Bio-based polymers have medical applications as well. Polylactic acid is a biodegradable polyester that can be broken down by hydrolysis, which is the breaking down of compounds in water. During surgeries, doctors use this polyester for sutures. Instead of having to open up the patients to remove them, they break down and are absorbed by the body, Hsieh said.

Fuels from natural materials, like corn-based ethanol, have been proposed to replace petroleum to power automobiles. It helps lower dependency on oil, a crucial issue in a time where oil prices are further increasing.

This solution, however, only costs the taxpayers, said Daniel Sumner, UC Davis professor of agricultural and resource economics and director of the University of California Agricultural Issues Center, based in Davis.

“Subsidized and protected ethanol from corn costs taxpayers, food consumers and biofuel consumers. If we want to consume ethanol for some political reason, it is cheaper to import ethanol made from sugar [than continuing to grow corn],” said Sumner in an e-mail interview.

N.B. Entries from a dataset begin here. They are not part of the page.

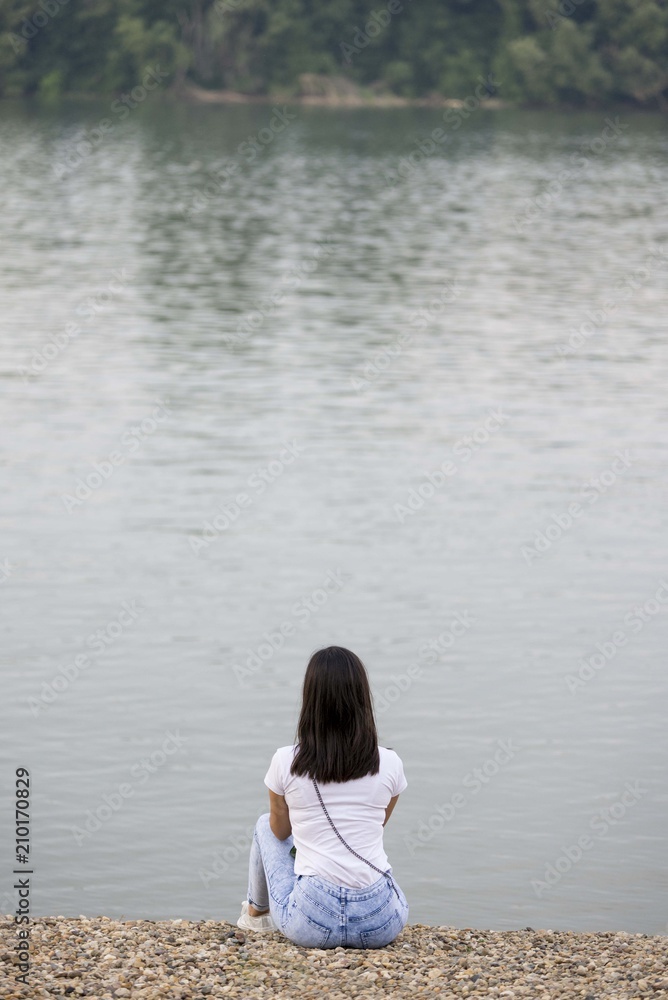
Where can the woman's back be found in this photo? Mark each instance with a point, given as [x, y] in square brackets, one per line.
[357, 809]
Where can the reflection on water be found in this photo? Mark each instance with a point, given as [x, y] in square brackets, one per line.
[229, 379]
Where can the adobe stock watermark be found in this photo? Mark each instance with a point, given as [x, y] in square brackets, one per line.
[560, 523]
[90, 307]
[453, 118]
[246, 152]
[464, 449]
[378, 364]
[140, 772]
[473, 783]
[90, 139]
[227, 6]
[535, 207]
[230, 511]
[301, 612]
[430, 652]
[98, 641]
[103, 470]
[600, 824]
[290, 281]
[625, 288]
[237, 848]
[31, 26]
[635, 620]
[378, 20]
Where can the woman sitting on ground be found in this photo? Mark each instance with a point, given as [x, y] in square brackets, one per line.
[337, 890]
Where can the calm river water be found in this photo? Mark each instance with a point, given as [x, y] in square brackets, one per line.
[413, 403]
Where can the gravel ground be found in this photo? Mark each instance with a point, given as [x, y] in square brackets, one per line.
[207, 959]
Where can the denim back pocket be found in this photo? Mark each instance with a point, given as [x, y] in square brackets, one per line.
[384, 934]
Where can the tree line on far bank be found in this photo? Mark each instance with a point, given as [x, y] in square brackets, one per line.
[574, 52]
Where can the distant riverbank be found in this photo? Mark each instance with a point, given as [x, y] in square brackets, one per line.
[148, 959]
[338, 92]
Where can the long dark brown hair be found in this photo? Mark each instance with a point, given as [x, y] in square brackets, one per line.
[336, 733]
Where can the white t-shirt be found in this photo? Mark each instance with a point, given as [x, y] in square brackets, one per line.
[357, 809]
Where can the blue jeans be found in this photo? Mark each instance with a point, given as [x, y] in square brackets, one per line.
[313, 912]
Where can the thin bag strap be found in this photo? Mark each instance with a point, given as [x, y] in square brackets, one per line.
[347, 846]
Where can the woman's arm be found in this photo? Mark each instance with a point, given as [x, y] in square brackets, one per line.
[390, 806]
[279, 816]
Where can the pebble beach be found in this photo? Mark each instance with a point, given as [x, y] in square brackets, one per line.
[207, 959]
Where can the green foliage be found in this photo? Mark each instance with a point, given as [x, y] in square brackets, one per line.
[542, 51]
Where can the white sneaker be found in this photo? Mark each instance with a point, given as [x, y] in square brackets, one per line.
[262, 925]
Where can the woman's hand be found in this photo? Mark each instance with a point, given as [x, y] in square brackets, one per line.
[279, 816]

Bio-based products have other unforeseen consequences to the economy. In order to supply the increase of demand of corn in the United States, farmers began growing more corn instead of other produce. This has led to an increase in prices of food items, making it difficult for people to purchase food.

“Of course using resources that would otherwise be used for food to produce fuel, for example, must lower food production and raise the price of food. The share of the price increase due to more highly subsidized use of corn and other crops for fuel in the general increase in prices of grain commodities is likely in the range of 25 percent or more, but other factors have been at work as well,” Sumner said.

It will take time before the issue of bio-based products is settled. However, there is not much time left, due to the scarce resources of fossil fuels. It will take years of funding and research before bioplastics completely replace petroleum-based plastics.

“I think we are behind on what we have to do,” Hsieh said.